Will Tagalog or Filipino fill the requisites? Let us see. Tatsulok, in love affairs or in Trigonometry, is acceptable, but what about the triangle's component sides -- opposite, adjacent, hypotenuse? Baligtad (alternate spelling: baliktad), katabi (kasiping? for adulterers), dayagonal (the UP method of dealing with words not found in vernacular dictionaries)? 


Radyo and robot are easily absorbed now; we can only joke about such words in the '70s. We came up with bahag-ari = briefs, salungguhit = panties, so on. I will rush by the words aneurysm, thrombosis, spleen and other medical terms. Filipino, with a mixture of Taglish and Englog, is a language, so far as international opinion is concerned; however, I don't foresee foreigners learning Tagalog like we take the initiative to speak and write Nippongo, Arabic, Chinese, or even Korean -- mainly for the sake of earning yens, dinars, yuan and won.

Latin died after the Roman Empire declined and eventually shrunk to boot-shaped Italy; the ancient language is being resuscitated a la Lazarus by tiny Vatican within its boundary. 

Latin nowadays is considered a mark of esoteric learning. Nevertheless, Rome and its residents are still convivial companies.

The language of Greece remains Greek to me -- a pun -- and in modern times its financial troubles are as vast as their erstwhile culture. The British lost control where their sun should set and rise after World War II, but English thrives -- because the Americans replaced them. American English, which I use, reigns over English English. Through these upheavals, dialects among conquered and liberated territories were bred, mixed, and died.

Take capampangan, which I use with cabalens. A Pampango from urban Angeles may find the intonation of a provincemate from, say, Macabebe or Sexmoan (love that name!) a bit harsh to the ear. Residents in some parts of Pampanga aspirate their "h" while some of us are teased for losing the letter when we talk -- the 'Enry 'Iggins syndrome, I call it. However, I cannot shake off the belief that capampangan is not a dialect that flows mellifluously: The Pampango poetry I read so far grates on the ears and senses. Maybe it's the writers, not the dialect; for I believe that every means of communication have the innate potential for verbal artistry.

The Fookien dialect of the Chinese in Manila is a cultivated
singsong compared to the heavy accents of those living in distant provinces -- here and in China. Characters on the TV shows I mentioned also stress their words differently; their sppeches sound harsh to me. Chinese in different parts of the world adopt the characteristics convivial to the culture where they are immersed. This applies to all nationalities, languages, dialects, slangs, idioms, even pictographs and spelling. I need not go further than the difference in the English spelling of, say, "theater" in England and "theater" in the United States; in the usage of "elevator" and "trunk" in the US vis-a-vis "lift" and "boot" in UK. 
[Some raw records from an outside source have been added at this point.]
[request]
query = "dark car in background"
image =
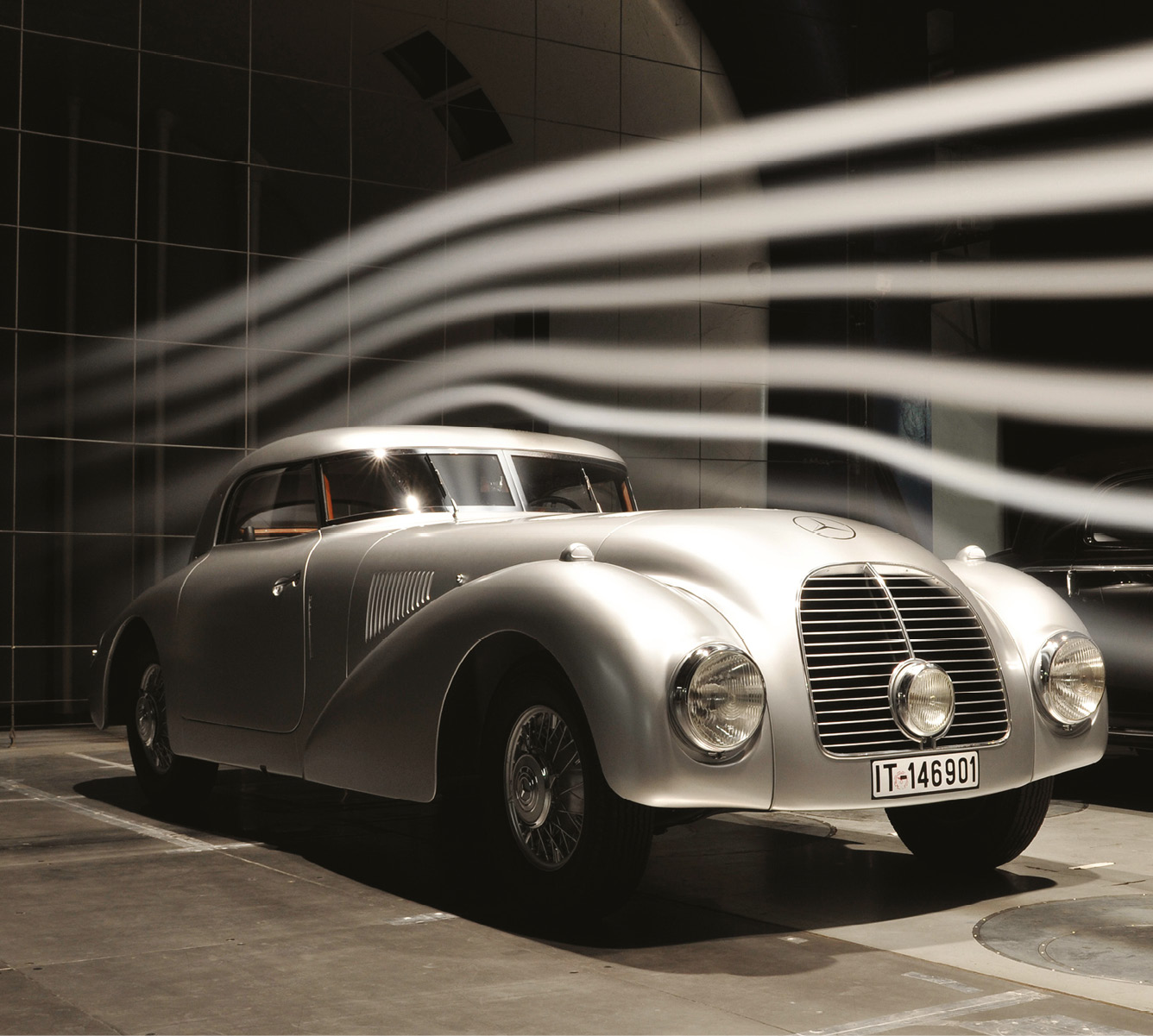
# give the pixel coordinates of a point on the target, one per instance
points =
(1105, 570)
Languages have subspecies, variants and mutations too, words within words. I admire the Tagalog usage of those who reside in Batangas, Bulacan, Quezon ang Lucena provinces for enriching our vocabulary, though I cannot swallow the shallow ideas behind the work of Balagtas. Only teachers can appreciate him. We do not lose anything if we don't read his Florante at Laura or Jose dela Cruz's Ibong Adarna. I think I learned more and had fun with Pugad Baboy and Kiko Machine.
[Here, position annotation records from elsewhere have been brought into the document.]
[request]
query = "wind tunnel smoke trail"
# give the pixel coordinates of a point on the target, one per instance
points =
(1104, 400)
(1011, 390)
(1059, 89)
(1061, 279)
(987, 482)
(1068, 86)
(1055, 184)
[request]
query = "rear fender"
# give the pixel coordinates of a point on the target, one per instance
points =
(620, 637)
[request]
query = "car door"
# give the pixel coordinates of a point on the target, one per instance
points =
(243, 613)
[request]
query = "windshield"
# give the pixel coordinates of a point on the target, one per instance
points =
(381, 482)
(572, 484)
Thousands and thousands of dialects are born to die, like millions of animal, horticultural, ornithological, ichthyological and other sort of species exist and die, most unknown, unseen, and unlamented. Language is a living and constantly evolving organism, and, as with the creations of this world, there is a time to live and a time to die. In the long run, I will not lose sleep over dialects.